All of the related evidence, and much more, amply suffice to justify a jury in finding a criminal conspiracy and we, as a reviewing court, must view the evidence most favorably to sustain the jury's verdict. Love v. United States, 386 F.2d 260, 264 (8th Cir. 1967); Lee v. United States, 363 F.2d 469, 475 (8th Cir. 1966); Canaday v. United States, 354 F.2d 849 (8th Cir. 1966); Babb v. United States, 351 F.2d 863, 866 (8th Cir. 1965); Jaben v. United States, 349 F.2d 913 (8th Cir. 1965).

21

The only other assignment of error relates to the trial court's refusal to grant defendants' motion for discovery and inspection of certain records under Fed.R.Crim.P. 16(b). The learned trial court held that the motion was clearly insufficient. In any event, under the rule the production of such records is discretionary with the trial court, and there was no abuse of discretion here. The defendants urge that the books and records seized by the Government at Meyer's garage were necessary in the preparation of their defense, but we are not persuaded.
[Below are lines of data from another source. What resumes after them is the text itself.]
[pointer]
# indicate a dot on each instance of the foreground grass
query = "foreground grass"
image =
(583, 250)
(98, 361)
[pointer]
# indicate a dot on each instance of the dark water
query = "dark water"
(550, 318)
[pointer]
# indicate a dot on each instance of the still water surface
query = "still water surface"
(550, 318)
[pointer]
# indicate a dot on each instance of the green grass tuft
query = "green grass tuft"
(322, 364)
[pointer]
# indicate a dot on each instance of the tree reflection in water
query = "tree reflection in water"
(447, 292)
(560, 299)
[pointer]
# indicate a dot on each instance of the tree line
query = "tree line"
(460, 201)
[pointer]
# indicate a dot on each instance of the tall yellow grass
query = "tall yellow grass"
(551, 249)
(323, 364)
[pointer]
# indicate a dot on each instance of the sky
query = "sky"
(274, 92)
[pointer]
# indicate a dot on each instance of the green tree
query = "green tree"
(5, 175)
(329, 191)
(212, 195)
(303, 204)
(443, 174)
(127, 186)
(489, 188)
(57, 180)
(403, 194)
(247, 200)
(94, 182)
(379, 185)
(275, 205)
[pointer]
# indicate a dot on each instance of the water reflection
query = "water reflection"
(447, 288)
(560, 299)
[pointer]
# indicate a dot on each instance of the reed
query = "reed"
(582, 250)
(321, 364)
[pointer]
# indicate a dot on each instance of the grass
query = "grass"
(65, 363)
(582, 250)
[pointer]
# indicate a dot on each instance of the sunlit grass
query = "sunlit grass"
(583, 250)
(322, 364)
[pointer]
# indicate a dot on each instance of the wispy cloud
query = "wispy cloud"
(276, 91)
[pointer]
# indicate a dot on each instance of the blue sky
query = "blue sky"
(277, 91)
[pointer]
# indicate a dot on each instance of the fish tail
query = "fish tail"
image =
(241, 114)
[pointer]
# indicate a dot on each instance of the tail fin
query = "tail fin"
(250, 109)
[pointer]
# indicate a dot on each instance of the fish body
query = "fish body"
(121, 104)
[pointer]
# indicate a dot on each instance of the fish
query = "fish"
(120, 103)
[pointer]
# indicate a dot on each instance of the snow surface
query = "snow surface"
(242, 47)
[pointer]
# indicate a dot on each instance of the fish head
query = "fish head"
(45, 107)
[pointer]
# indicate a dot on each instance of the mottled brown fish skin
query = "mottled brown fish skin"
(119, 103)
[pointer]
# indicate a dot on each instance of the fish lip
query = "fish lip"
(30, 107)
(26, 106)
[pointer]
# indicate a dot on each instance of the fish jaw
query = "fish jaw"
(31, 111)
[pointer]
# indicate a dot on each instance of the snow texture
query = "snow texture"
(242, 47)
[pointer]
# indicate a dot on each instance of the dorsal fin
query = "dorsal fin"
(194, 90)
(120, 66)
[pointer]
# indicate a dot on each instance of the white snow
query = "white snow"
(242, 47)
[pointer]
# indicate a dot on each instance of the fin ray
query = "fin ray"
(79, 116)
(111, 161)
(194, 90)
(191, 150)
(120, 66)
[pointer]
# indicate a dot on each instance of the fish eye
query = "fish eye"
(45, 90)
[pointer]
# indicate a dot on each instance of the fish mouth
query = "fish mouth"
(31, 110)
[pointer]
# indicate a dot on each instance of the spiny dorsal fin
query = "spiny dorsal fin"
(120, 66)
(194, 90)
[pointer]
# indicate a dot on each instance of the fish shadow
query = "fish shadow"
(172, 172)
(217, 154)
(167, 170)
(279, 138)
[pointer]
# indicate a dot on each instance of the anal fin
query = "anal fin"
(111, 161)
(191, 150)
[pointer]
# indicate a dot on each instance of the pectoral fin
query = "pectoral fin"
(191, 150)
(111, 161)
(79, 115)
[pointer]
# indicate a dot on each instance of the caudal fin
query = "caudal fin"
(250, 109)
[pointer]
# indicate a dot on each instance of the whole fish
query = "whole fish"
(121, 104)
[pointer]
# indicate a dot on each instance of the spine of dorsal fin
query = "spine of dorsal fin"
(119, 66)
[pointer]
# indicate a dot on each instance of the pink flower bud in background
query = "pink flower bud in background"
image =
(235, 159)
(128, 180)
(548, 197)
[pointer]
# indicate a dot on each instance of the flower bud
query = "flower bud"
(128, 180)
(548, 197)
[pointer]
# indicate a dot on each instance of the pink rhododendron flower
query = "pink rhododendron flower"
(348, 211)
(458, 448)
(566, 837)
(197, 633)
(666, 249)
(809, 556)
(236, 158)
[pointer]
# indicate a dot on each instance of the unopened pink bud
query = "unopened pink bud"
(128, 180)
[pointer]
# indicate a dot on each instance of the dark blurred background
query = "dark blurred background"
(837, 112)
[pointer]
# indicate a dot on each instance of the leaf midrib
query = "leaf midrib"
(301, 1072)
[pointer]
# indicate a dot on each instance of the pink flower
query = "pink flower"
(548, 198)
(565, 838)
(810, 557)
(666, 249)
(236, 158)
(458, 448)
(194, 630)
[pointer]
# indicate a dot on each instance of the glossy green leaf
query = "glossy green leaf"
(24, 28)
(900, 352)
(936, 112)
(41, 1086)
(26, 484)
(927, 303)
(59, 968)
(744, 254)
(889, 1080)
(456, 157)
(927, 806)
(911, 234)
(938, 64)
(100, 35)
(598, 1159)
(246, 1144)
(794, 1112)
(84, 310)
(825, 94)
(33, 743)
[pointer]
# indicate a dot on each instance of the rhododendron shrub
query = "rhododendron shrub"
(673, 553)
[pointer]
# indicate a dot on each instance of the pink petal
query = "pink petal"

A Government witness who executed the search warrant testified that he did not seize, or even find, ledgers or records of that sort. While the Government did seize some bank statements, Meyer himself testified that he always paid cash for cars, so it is difficult to see how his cancelled checks would have been of any value to him. Neither was it shown that there were any other papers seized which would have been beneficial in the preparation of the defense.

22

While the Government was under no legal compulsion to furnish the records in its possession, yet under a motion for bill of particulars it did in response furnish defendants a work sheet prepared by the FBI containing information concerning thirty-nine automobiles alleged to have been transported by defendants, identifying the automobiles on the work sheet which corresponded to the cars in each count of the indictment by the chronological number on the list. This work sheet information included a description of each car, the public identification number, the true identification number, the title number, the date issued, the date and place stolen, the name of the person or company to whom it was sold, the date it was sold, the name and address of the person or company to whom it was resold and the name and address of the person or company in whose possession it was located. This information amply sufficed to permit defendants to adequately prepare for trial and consequently no prejudice could possibly have resulted to defendants by the court's refusal to grant their motion, which, as we have already noted, was discretionary.

23

The judgments of conviction are affirmed.